Wilmot (Depp) opens the movie by saying, “You will not like me,” and indeed sets about showing us why not throughout the remainder of the film. From betraying his loyal wife (Pike) in whorehouses, to leaving faithful friends to die in the street for his misdeeds, Wilmot actively seeks lower and lower depths of deplorable behavior. Yet, he is never punished except with venereal diseases and possibly-rotten liver and kidneys.
As usual, Depp dives into his character, not only depicting, but becoming Wilmot, no matter how wretched a thing that may be. Although his English accent is never fully convincing, his performance here as the depraved, lush poet is persuasive enough to provoke fear and loathing in the viewer’s heart.
Morton’s performance as the cunning and ambitious actress/whore, Elizabeth Barry, is noteworthy for being convincing, and is coupled with an authentic English accent, which is possibly the thing that makes Depp’s bad accent stand out so dreadfully.

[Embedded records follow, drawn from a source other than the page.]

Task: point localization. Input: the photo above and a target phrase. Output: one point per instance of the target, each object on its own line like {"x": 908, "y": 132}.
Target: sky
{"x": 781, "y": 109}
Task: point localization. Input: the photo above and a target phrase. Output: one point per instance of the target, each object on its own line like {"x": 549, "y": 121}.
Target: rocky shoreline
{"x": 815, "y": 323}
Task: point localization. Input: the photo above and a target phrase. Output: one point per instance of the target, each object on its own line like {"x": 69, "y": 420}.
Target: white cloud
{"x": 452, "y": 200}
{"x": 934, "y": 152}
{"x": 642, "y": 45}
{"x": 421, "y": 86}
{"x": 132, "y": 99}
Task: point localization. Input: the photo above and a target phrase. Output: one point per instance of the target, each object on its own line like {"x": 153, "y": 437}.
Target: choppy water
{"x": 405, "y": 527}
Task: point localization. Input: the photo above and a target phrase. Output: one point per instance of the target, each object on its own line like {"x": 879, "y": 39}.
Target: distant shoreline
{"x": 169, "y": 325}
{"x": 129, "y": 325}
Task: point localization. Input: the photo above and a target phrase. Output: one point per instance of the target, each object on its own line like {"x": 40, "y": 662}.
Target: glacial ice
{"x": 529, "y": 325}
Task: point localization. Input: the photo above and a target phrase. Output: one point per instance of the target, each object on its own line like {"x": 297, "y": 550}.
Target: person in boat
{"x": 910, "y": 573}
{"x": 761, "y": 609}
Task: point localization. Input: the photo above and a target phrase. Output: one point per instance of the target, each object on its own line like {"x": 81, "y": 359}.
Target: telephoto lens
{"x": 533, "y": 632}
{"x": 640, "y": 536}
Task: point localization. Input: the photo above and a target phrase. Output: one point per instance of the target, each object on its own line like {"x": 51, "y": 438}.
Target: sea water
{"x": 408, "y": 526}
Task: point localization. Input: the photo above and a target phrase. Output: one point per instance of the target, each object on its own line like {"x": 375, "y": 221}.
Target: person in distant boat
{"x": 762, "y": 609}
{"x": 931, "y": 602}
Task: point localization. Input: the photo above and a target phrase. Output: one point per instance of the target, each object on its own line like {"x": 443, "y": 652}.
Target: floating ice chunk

However, Depp’s accent isn’t Dunmore’s biggest problem in this film, which was shelved for a year before being begrudgingly released. Possibly hoping to give it the sincere appeal of low-budget movies, “Libertine” seems to be shot with cheap, foggy film on a hand held camera. Unfortunately, it is not so easy to make a thing seem low-budget when working with a cast of Hollywood-giants such as Depp and Malkovich. The result was that it detracted from the talented performances rather than put emphasis on them, because the unsteady camera work makes it hard for the eye to stay focused on the screen.
Even so, the characters have depth and the situations are intriguing enough to keep you fascinated to the exceedingly bitter end.